No dia 1 de Janeiro de 1871, no Palácio de Versailles, Guilherme I da Prússia foi aclamado imperador da Alemanha. Foi, portanto, com uma Alemanha unificada que a França aceitou os termos do Tratado de Frankfurt, assinado a 10 de Maio. De acordo com esse tratado, a França cedia a Alsácia e o noroeste da Lorena à Alemanha e comprometia-se a pagar uma indemnização de 5 biliões de francos (5.000.000.000.000). Até esta quantia estar paga, a Alemanha mantinha em França tropas de ocupação. A indemnização foi paga seis meses mais cedo do que estava estipulado.
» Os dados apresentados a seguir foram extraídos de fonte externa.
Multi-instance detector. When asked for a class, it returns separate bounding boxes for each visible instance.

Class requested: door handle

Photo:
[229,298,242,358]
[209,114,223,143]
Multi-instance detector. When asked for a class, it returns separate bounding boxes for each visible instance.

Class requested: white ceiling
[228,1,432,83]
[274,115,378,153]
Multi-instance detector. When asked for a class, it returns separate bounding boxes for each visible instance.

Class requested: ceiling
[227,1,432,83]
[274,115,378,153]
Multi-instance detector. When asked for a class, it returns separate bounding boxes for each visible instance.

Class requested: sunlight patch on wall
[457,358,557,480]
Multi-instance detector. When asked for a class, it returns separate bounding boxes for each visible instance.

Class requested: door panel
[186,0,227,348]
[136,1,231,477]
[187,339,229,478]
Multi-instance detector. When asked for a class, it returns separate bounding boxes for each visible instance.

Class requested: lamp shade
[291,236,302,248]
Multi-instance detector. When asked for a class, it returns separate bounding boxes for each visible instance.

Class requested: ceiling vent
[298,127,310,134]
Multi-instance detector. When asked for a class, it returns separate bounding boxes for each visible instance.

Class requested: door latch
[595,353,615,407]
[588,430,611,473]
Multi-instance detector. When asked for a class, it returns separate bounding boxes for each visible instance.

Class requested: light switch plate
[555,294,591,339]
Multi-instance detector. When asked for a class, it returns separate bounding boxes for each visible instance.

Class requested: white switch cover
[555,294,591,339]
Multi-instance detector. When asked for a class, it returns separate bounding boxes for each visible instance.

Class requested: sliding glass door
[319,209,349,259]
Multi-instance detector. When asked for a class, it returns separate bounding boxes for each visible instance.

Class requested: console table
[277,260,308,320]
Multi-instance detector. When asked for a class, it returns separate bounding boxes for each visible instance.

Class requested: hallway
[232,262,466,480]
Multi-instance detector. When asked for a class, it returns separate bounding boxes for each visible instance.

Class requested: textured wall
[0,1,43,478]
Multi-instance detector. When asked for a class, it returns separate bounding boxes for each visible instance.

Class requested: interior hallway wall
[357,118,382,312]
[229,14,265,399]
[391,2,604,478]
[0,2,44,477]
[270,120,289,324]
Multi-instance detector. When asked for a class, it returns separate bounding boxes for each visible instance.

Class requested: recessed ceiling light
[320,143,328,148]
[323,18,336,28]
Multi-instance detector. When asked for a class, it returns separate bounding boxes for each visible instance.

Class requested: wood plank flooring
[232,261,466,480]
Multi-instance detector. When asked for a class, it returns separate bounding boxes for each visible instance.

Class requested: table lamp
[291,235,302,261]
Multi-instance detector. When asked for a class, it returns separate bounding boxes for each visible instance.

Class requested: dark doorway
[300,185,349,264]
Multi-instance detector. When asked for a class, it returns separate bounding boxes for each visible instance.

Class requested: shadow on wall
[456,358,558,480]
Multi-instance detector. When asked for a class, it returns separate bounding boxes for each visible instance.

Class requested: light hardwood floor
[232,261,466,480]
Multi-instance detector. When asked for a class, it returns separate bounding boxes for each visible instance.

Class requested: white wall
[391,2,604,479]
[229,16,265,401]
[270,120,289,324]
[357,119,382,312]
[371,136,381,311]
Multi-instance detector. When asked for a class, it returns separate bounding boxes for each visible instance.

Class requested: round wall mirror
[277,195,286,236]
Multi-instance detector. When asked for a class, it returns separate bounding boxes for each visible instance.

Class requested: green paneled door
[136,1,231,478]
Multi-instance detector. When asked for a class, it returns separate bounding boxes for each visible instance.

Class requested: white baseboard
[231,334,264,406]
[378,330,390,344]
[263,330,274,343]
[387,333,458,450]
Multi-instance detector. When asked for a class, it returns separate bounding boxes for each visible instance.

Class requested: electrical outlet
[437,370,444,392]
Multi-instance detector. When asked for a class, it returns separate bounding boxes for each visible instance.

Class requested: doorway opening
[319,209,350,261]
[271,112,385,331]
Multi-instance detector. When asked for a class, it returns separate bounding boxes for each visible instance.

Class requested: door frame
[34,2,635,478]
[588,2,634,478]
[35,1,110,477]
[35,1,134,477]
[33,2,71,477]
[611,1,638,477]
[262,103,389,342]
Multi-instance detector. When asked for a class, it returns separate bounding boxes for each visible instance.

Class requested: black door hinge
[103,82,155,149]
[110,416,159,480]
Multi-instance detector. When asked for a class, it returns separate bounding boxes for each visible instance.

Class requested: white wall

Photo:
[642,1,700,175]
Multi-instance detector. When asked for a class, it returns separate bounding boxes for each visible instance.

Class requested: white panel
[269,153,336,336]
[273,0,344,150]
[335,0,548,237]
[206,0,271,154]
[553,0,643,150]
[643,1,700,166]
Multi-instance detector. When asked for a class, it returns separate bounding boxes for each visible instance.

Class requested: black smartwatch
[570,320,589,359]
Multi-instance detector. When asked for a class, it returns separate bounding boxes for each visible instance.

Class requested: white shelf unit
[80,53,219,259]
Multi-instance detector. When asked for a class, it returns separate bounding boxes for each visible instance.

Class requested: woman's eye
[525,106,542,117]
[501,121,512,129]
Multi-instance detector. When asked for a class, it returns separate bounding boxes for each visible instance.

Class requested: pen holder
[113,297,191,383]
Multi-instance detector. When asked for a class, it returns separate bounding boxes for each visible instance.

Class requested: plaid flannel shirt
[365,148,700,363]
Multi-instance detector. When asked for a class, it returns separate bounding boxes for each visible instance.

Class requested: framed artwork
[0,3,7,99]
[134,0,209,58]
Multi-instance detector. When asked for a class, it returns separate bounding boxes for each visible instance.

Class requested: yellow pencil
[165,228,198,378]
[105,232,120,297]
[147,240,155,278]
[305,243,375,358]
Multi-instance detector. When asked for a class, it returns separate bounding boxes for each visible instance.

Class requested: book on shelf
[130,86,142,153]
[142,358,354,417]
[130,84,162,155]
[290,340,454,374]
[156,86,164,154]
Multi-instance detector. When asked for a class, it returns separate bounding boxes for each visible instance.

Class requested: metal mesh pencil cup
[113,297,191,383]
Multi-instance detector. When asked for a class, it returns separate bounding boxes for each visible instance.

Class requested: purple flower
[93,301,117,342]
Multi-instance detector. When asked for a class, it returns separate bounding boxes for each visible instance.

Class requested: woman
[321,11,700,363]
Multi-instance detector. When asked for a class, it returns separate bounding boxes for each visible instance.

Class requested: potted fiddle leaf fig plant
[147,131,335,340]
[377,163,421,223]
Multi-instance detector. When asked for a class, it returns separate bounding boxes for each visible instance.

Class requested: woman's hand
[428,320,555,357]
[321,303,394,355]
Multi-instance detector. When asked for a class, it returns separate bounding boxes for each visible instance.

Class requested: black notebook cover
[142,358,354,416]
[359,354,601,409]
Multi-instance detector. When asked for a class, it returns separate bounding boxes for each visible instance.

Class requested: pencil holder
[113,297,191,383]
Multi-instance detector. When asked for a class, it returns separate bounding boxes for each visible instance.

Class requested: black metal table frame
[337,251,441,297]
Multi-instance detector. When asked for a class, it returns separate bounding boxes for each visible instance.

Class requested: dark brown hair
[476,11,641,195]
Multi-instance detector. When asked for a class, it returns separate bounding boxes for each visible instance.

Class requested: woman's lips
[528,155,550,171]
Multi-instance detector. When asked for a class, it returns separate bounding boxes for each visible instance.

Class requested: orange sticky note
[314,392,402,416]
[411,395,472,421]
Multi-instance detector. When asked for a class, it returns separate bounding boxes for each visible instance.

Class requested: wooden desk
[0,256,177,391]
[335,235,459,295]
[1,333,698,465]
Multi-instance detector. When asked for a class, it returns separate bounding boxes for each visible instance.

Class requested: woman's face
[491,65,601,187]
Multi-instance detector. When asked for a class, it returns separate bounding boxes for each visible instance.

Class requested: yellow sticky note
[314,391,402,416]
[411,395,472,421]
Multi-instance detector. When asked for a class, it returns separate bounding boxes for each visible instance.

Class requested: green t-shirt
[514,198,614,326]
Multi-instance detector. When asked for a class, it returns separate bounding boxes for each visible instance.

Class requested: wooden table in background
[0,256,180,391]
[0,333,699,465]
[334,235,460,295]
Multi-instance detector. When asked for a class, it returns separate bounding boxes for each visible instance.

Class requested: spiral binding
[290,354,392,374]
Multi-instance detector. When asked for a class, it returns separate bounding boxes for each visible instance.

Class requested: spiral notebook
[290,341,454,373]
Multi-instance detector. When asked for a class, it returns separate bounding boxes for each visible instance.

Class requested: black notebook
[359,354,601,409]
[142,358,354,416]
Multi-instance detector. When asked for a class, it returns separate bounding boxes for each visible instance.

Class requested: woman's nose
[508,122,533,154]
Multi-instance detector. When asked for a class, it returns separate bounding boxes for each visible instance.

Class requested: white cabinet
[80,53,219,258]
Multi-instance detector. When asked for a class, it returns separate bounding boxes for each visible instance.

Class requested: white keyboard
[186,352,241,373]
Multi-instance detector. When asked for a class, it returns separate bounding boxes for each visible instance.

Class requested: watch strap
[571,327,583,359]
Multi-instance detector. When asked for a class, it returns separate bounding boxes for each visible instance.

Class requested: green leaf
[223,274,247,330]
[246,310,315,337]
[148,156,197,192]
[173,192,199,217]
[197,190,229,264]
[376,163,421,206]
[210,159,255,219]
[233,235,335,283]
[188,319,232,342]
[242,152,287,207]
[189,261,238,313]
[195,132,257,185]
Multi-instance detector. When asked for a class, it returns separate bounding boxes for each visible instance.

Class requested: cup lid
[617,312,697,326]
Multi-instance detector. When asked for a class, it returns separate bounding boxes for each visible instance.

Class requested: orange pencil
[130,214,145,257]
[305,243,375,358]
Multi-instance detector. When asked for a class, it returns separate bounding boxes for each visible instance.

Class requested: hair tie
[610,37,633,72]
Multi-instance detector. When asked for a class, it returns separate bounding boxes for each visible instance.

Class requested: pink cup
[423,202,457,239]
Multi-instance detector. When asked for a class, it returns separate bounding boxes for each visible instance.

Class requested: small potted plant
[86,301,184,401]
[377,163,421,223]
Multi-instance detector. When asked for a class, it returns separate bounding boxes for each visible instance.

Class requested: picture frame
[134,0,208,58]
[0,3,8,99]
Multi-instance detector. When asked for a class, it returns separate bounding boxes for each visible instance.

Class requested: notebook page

Três questões importantes relativamente a estes acontecimentos devem ser destacados:
  • a preocupação da França em evitar uma guerra em duas frentes;
  • a anexação da Alsácia e parte da Lorena pelos Alemães;
  • a duração da guerra.
     
A primeira questão, a guerra em duas frentes, levou Napoleão III a considerar que a guerra seria inevitável. Após a unificação da Alemanha, esta passou a ter o mesmo problema, para o qual Bismarck encontrou solução no seu sistema de alianças e Moltke não deixou de prever no seu planeamento. Este foi um problema que as chefias militares alemãs tiveram de ter sempre presente nos seus planos e que conduziu à formulação do Plano Schlieffen.
 
A segunda questão prende-se com a ideia de reaver os territórios perdidos para a Alemanha. A França iria aceitar como definitiva esta transferência daqueles territórios? No início do século XX, essa era uma situação que parecia tacitamente aceite por largos sectores do país. No entanto, alguns incidentes que se verificaram com alguns recrutas alsacianos em 1913, mostraram que a questão da Alsácia Lorena continuava presente no espírito dos Franceses e que continuava a impedir uma reconciliação com a Alemanha. «Elle était un obstacle au rapprochement entre les deux pays; mais elle n'était pas un casus beli.» A questão da Alsácia-Lorena era acompanhada de outra, «le culte de la Revanche», que levou os Franceses a considerarem a Guerra Franco-Prussiana de 1870-1871 como «un premier entre-deux-guerres» a que não é alheio o crescente fenómeno do Nacionalismo que se fazia sentir na Europa. Este é um problema que o tempo ajudou, em parte, a dissipar mas, entre a Guerra de 1870-1871 e a guerra de 1914, Franceses e Alemães não deixaram de ter um vago sentimento que entre os dois países subsistia um contencioso por resolver.

A última questão está relacionada com a duração do conflito. Desde o início das hostilidades e até à Batalha de Sedan, decorreu um mês. O cerco de Paris, com as tentativas de libertação, durou cerca de quatro meses. Moltke recordaria este facto nos conselhos que deixou aos seus sucessores. Excluindo o episódio do cerco de Paris, a guerra foi rápida, tal como já tinham sido as guerras com a Dinamarca e com a Áustria. Não apenas na Alemanha, mas em todas as outras potências, os governantes convenceram-se que uma futura guerra seria igualmente rápida. Aliás, nem sequer pensavam na possibilidade de manter o estado de guerra por um período muito longo.